Dr Smith Graham says future of work in Ghana would be shaped by technology

Renewsgh Team
2 Min Read
Dr. Smith Graham has served as a panel member at the PwC Africa Workforce Hopes & Fears Survey Forum held at the Mövenpick Ambassador Hotel in Accra, engaging leaders from business, academia, and the public sector on the future of work in Ghana and Africa.
He said, one thing is clear, ”our workforce is not fearful,  it is hopeful, the  survey highlights strong optimism about AI, high levels of trust in leadership, and a deep sense of meaning at work, and that gives Ghana a powerful foundation for transformation”.
Dr. Smith Graham speaks on AI and future of work in Ghana.
During the discussion, he emphasised that organisations must not treat AI as merely a technology initiative.
It should be approached as a workforce transformation agenda.

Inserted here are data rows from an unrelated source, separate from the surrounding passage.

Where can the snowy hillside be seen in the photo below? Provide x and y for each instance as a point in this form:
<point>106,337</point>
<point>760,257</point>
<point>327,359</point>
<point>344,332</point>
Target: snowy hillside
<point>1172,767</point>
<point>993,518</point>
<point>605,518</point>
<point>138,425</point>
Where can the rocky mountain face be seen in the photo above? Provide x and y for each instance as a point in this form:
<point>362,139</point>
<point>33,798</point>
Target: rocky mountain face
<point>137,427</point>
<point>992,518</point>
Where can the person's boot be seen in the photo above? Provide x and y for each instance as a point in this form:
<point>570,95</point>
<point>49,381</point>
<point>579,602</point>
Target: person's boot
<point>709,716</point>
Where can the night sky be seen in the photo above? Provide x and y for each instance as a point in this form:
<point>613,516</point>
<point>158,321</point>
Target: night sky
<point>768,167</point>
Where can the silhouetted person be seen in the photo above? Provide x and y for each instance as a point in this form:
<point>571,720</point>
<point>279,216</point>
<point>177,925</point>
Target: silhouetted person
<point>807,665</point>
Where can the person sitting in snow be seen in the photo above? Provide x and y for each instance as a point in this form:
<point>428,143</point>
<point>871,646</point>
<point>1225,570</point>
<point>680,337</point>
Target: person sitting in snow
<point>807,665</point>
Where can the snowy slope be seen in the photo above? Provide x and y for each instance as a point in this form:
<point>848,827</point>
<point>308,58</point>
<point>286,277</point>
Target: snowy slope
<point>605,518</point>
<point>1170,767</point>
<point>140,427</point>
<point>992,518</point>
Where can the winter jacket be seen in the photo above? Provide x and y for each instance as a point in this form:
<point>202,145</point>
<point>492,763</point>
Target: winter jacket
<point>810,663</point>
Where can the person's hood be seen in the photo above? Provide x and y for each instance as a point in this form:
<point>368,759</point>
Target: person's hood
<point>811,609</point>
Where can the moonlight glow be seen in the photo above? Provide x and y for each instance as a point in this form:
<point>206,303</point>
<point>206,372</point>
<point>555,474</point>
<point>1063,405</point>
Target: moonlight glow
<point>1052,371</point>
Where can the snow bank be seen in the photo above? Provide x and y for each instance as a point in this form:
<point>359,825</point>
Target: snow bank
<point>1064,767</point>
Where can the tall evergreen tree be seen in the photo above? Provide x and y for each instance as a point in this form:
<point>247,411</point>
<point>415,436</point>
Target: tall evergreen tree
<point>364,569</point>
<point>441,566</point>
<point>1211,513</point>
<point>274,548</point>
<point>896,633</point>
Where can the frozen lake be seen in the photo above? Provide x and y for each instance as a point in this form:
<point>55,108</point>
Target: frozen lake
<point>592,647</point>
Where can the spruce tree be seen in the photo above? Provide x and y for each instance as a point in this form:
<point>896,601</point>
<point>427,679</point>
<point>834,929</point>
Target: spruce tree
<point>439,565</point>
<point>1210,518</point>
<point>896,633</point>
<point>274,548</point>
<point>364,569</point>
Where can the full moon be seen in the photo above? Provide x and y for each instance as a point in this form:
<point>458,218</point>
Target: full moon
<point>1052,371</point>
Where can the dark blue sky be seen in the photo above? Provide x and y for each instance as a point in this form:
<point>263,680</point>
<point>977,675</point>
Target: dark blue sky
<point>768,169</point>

AI is reshaping tasks, productivity models, and decision-making structures, and our people’s strategy must evolve accordingly.

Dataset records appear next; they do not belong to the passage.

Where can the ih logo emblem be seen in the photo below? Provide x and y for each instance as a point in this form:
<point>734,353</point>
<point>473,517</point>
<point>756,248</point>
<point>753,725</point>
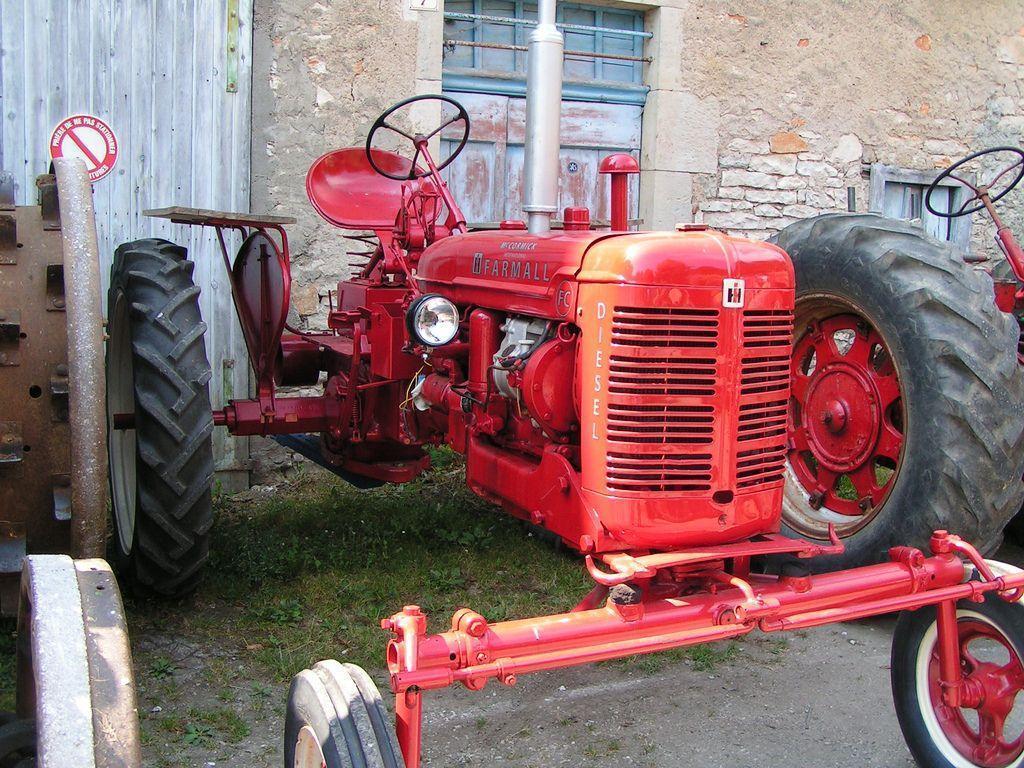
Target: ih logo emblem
<point>732,293</point>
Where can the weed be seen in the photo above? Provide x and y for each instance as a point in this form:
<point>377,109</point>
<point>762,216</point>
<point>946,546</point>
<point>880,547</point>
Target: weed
<point>284,611</point>
<point>707,657</point>
<point>161,668</point>
<point>260,690</point>
<point>198,735</point>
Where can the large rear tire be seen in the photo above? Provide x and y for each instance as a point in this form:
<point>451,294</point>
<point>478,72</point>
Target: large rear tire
<point>162,465</point>
<point>906,411</point>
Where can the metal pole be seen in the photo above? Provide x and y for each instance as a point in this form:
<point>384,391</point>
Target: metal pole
<point>86,396</point>
<point>544,96</point>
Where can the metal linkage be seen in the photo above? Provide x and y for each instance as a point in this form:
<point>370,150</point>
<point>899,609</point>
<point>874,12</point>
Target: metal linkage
<point>646,616</point>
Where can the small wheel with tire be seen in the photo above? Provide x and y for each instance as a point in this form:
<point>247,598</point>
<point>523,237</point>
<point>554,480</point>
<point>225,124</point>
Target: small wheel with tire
<point>336,719</point>
<point>984,731</point>
<point>160,419</point>
<point>905,409</point>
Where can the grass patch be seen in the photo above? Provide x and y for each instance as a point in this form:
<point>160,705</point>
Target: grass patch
<point>308,572</point>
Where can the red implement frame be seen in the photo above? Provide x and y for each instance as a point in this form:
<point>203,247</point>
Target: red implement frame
<point>677,599</point>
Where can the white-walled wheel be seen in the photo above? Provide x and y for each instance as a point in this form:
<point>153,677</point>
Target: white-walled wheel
<point>75,675</point>
<point>991,642</point>
<point>336,719</point>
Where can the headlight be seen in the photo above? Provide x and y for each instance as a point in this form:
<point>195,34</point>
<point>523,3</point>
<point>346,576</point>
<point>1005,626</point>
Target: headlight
<point>433,321</point>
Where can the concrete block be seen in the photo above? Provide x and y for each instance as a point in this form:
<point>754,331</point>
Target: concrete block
<point>749,178</point>
<point>680,132</point>
<point>666,198</point>
<point>782,165</point>
<point>782,197</point>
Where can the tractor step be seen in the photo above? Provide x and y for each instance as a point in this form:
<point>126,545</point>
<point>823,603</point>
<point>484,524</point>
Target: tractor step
<point>308,445</point>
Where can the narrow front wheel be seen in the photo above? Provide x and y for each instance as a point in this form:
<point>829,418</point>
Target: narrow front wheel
<point>988,730</point>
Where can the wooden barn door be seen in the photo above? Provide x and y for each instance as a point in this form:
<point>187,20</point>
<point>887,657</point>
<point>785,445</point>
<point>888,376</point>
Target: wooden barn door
<point>173,79</point>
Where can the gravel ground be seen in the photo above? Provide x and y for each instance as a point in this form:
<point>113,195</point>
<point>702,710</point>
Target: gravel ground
<point>814,698</point>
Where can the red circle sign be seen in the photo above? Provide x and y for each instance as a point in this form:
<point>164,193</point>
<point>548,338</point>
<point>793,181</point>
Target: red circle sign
<point>90,139</point>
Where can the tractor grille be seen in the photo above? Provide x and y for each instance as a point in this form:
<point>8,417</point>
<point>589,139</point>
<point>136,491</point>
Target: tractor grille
<point>760,466</point>
<point>672,329</point>
<point>764,387</point>
<point>663,371</point>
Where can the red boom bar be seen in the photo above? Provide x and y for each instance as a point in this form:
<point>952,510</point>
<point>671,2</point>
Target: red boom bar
<point>474,651</point>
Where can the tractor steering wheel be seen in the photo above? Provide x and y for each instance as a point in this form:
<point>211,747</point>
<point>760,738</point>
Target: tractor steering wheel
<point>981,192</point>
<point>420,139</point>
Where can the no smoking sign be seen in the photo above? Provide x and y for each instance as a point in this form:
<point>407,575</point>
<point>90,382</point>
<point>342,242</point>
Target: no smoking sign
<point>88,138</point>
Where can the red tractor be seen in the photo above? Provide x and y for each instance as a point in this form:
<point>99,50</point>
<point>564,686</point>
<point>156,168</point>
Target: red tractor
<point>638,394</point>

For the public sector, Dr. Graham recommended a comprehensive overhaul of Schemes of Service to eliminate routine, process-heavy roles and redesign them around digital capability and AI-enabled functions.
”If we fail to modernise role architecture, we risk protecting structures that are already becoming obsolete”, he reiterated.
Dr. Graham also stressed that institutions seeking to retain critical and high-potential employees must invest deliberately in upgrading their AI-related skills. In this era, talent retention will depend less on hierarchy and more on continuous capability development.
”The future of work in Ghana will be shaped not just by technology, but by leadership choices. If we align skills development, productivity, and institutional reform, we will not just adapt to change, we will help shape it”, he noted.